Species of flowering plant

Eremophila attenuata, also known as Connie Sue poverty bush, is a flowering plant in the figwort family, Scrophulariaceae and is endemic to a small area in the south-east of Western Australia. It is a shrub with many branches often ending in a spine.

==Description==
Eremophila attenuata is a glabrous shrub sometimes growing to a height of 1 m with many tangled branches which become spiny as they age. The leaves are arranged alternately, 9-14 mm long, 1.0-1.5 mm wide, linear to lance-shaped, slightly bluish-green in colour with a few hairs on the edges and upper surface.

The flowers are borne singly in leaf axils on an S-shaped stalk 14-20 mm long. There are 5 green, narrow triangular to lance-shaped sepals differing slightly in size from each other and about 7-11 mm long. The 5 petals are about 15-22 mm long and joined at their lower end to form a bell-shaped tube. The tube is purple and glabrous except for the inside of the tube which is densely hairy. The lower middle petal lobe covers the end of the tube. Flowering occurs in November but the fruit have not been described.

==Taxonomy and naming==
The species was first formally described by Robert Chinnock in 2007 with the description published in Eremophila and Allied Genera: A Monograph of the Plant Family Myoporaceae. The type specimen was collected in 1970 from 130 km north of Rawlinna. The specific epithet (attenuata) is a Latin word meaning "narrowing" or "tapering", referring to the sepals.

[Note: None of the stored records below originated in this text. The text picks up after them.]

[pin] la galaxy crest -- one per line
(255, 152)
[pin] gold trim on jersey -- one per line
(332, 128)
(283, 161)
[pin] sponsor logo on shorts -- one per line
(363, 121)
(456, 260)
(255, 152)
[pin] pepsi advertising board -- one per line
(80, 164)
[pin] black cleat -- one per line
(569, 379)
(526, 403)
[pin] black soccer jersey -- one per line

==Distribution and habitat==
This eremophila is only known from the area where the type specimen was collected near the Connie Sue Highway near Rawlinna in the Nullarbor biogeographic region where it grows on plains, in rangelands and open depressions.

==Conservation status==
Eremophila attenuata is classified as "Priority One" by the Government of Western Australia Department of Biodiversity, Conservation and Attractions, meaning that it is known from only one or a few locations which are potentially at risk.